Cloudflare wants to be the switchboard for every AI model you use. The company just rolled out a unified inference infrastructure layer that lets developers call over 70 models from a dozen providers, including OpenAI, Anthropic, Google, and Alibaba Cloud, all through a single API endpoint. Switching between providers takes one line of code. If you're already using Workers AI, you just change the model name in your existing AI.run() call. The platform also handles unified billing across all providers, so you're not juggling separate invoices from every model company.

The pitch is aimed squarely at agent builders. Agents chain multiple model calls together to complete tasks. A customer support bot might use a cheap fast model to classify intent, then a heavy reasoning model to plan actions. When one provider slows down or drops a request in that chain, the whole thing stalls. Cloudflare's AI Gateway adds automatic failover between providers and routes traffic through its 330-city network to cut time to first token. That's the metric that makes an agent feel responsive or sluggish to a user watching it think.

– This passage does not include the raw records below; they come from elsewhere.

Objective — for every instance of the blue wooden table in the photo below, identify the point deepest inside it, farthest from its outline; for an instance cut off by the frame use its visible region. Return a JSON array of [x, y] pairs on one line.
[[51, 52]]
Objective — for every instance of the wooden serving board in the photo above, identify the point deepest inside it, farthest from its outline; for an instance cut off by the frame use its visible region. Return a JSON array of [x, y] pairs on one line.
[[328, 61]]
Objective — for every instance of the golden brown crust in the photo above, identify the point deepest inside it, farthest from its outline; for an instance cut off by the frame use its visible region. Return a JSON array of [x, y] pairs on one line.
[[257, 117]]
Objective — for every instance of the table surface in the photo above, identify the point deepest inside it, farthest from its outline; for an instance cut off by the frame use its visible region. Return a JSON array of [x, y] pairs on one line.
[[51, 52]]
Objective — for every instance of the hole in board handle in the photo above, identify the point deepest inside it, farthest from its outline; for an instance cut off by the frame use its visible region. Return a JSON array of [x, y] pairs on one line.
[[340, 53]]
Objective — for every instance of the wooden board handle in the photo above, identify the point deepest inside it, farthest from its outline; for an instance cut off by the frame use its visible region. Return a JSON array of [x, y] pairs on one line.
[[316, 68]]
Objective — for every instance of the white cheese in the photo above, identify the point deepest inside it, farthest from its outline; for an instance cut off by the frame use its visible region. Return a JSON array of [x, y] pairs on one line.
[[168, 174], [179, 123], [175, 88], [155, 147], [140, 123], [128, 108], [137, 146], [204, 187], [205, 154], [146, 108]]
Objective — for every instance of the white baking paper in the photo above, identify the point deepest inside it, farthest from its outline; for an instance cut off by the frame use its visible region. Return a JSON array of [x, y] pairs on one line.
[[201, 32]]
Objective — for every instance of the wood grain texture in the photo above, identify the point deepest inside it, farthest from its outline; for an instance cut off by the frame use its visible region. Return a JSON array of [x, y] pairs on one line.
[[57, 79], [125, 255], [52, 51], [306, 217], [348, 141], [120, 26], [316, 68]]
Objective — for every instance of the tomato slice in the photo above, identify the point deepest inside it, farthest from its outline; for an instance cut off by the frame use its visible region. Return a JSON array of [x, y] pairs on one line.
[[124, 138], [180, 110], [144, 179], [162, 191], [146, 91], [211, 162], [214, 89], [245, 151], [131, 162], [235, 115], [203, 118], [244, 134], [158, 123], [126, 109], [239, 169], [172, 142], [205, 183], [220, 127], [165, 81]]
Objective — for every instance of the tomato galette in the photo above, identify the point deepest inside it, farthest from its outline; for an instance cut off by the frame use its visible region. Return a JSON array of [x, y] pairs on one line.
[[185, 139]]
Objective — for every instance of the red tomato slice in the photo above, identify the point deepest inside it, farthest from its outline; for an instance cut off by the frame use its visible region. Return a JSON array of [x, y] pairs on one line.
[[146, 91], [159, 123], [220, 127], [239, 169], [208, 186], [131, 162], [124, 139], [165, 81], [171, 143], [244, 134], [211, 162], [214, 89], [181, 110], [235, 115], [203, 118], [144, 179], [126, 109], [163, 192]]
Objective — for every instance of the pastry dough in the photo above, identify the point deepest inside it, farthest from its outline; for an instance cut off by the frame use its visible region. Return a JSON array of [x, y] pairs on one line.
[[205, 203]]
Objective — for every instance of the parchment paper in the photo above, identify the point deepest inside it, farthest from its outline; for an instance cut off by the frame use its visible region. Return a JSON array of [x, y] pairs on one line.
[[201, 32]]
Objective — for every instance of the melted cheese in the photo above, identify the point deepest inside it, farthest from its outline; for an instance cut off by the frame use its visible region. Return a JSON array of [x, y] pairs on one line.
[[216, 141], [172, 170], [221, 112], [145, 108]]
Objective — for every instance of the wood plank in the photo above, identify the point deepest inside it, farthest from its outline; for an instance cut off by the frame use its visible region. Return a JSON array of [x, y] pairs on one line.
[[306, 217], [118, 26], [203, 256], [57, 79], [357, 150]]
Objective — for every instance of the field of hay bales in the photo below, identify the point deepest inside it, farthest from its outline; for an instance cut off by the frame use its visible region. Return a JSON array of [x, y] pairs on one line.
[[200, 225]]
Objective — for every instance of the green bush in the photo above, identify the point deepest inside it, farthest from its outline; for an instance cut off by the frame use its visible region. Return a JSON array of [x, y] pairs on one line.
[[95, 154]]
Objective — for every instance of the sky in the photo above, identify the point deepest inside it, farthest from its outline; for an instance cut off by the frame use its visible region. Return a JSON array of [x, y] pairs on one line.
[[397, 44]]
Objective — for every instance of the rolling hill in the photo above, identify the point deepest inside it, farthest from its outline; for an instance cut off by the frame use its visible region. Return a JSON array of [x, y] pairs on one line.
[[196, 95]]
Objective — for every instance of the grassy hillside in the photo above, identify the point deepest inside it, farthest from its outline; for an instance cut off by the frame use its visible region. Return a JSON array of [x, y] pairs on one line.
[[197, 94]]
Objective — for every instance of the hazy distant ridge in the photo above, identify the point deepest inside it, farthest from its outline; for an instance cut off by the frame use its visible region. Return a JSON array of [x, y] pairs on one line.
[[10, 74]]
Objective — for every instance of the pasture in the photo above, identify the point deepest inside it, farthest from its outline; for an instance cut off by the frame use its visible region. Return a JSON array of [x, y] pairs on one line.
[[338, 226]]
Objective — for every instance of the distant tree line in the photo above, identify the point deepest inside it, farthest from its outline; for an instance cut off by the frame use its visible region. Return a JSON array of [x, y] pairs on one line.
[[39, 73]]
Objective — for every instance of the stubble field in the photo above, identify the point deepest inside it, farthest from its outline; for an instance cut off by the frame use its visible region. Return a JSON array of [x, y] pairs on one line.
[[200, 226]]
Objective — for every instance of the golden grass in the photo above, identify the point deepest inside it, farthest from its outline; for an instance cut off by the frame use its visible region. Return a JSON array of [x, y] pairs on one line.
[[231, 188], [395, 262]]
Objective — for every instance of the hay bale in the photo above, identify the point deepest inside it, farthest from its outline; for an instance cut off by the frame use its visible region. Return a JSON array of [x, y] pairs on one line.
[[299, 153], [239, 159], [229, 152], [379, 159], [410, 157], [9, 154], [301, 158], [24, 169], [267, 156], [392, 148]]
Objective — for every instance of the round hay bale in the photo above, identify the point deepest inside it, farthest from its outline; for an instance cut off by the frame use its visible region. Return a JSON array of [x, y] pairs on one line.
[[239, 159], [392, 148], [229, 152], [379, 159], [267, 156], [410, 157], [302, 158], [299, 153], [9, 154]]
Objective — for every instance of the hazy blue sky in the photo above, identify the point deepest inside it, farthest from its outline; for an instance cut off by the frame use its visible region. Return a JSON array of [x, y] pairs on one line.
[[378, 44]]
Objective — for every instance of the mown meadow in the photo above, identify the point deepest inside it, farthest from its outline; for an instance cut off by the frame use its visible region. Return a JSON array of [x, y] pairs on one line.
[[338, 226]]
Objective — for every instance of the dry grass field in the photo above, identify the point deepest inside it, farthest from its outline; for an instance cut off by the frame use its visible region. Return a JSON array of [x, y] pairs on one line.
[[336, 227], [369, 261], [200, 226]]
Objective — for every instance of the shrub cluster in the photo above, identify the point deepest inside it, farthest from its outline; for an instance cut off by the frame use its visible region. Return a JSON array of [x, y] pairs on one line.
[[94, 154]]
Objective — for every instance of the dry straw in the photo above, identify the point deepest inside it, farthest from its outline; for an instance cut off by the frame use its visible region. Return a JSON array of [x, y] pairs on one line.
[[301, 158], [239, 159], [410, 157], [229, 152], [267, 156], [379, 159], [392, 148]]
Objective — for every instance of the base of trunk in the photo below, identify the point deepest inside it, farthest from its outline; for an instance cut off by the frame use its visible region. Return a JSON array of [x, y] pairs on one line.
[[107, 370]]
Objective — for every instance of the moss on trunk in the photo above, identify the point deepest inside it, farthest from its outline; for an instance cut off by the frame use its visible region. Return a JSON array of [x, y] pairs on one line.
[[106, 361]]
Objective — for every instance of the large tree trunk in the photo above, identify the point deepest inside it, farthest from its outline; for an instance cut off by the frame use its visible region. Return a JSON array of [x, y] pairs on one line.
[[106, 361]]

The Replicate team is also joining Cloudflare to help build out custom model hosting. Developers can package their own fine-tuned models using Replicate's Cog container format and push them directly to Workers AI. Cloudflare handles deployment and serving. This puts direct pressure on AWS Bedrock and Azure OpenAI Service, which tie you more tightly to their ecosystems. Cloudflare is betting that developers want flexibility over lock-in, especially when the best model for a given task changes every few months. Community reaction has been positive on the architecture, though some developers have flagged pricing transparency concerns and noted that Zero Data Retention isn't enabled by default across all providers.